New Credit Union Would Cater to Nonprofits and Their Employees

A new organization focused on nonprofit finance issues has set an ambitious agenda, including plans to start a national federal credit union to benefit nonprofit organizations and their employees.

While several professional associations cater to nonprofit specialties such as fundraising, “there’s a huge gap in the area of finance,” says Jan Masaoka, head of the California Association of Nonprofits. “There isn’t a place to get nonprofit people together to talk about talk about finance and strategy.”

The newly formed group, American Nonprofits, is intended to fill that gap, says Ms. Masaoka, treasurer of the organization’s board.

The organization’s main mission is to share expertise about how to handle pensions, bond financing, and other complex issues. American Nonprofits expects to make its debut with a Web site August 14; an online magazine Ms. Masaoka edits, Blue Avocado, will become the group’s official house organ.

And plans are already under way to create the American Nonprofit Federal Credit Union. If all goes well, the saving and lending institution might start operations as early as the end of next year, says Pamela Davis, American Nonprofits’ founder and board president.

The idea for the financial institution came from a survey Ms. Davis did about four years ago through an organization she leads, the Nonprofits Insurance Alliance Group, an umbrella group for organizations that insure more than 11,000 groups around the country. A respondent asked, “Wouldn’t it be great if there were a nonprofit credit union?”

'The Banks Don’t Get Us’

Many nonprofits need greater access to financial services, says Ms. Masaoka. “Nonprofits are redlined out of credit,” she says. “The banks don’t get us. They don’t understand the nonprofit business model.”

Studies show that most charities do business with more than one financial institution, she notes.

“We’re not expecting to become their primary bank,” says Ms. Masaoka.

But, she says, the proposed credit union would give nonprofits and their workers an additional federally insured option for lines of credit, credit cards, and working capital.

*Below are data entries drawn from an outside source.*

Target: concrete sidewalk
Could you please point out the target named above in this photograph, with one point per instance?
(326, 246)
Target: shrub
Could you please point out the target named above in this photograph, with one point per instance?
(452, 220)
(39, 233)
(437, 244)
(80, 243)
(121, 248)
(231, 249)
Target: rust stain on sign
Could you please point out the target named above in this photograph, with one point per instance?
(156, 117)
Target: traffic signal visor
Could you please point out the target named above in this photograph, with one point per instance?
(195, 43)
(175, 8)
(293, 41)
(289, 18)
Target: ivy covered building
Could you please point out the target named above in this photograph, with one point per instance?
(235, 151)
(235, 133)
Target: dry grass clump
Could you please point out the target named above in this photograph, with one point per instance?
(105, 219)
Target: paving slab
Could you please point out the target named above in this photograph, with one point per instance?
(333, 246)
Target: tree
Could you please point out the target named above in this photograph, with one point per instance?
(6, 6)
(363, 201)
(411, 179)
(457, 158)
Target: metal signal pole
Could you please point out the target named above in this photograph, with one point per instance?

In addition, she says, members of federal credit unions can deposit money in any other such financial institution. With about 4,300 federal credit unions nationwide, she says, “we’ll have bricks-and-mortar depositories in 4,300 locations.”

The project has cleared its first hurdle with the National Credit Union Administration, the federal regulatory agency, says Ms. Davis, receiving preliminary approval to allow organizations and individuals that join American Nonprofits to be eligible to join its credit union.

A $100,000 grant from Nonprofits Insurance Alliance Group in March enabled the fledgling group to hire a staff member to move the project forward, says Ms. Davis. And the Wallace Alexander Gerbode Foundation contributed a $25,000 planning grant.

The next step, she says, will commence right after Labor Day: American Nonprofits will conduct a survey of Blue Avocado’s 65,000 subscribers and the more than 11,000 organizations served by the Nonprofits’ Insurance Alliance of California and the Alliance of Nonprofits for Insurance, both members of Ms. Davis’s umbrella group, The survey will help determine what services nonprofits most need from a credit union designed to serve their industry. The fledgling group will then develop a business plan based on the responses.

The survey and guidance from the National Credit Union Administration will determine in which cities the proposed credit union will first focus its efforts, says Ms. Davis.

Over the next year, American Nonprofits is shifting into fundraising mode. It seeks $10.5-million in commitments, at least $500,000 of that for initial operating capital, says Ms. Davis.

The fundraising effort, she says, will focus largely on seeking donations from individuals who want to bolster the operations of nonprofits.

Ms. Davis is determined to give the proposed credit union a solid financial start. “If we can’t do it well,” she says, “we shouldn’t do it at all.”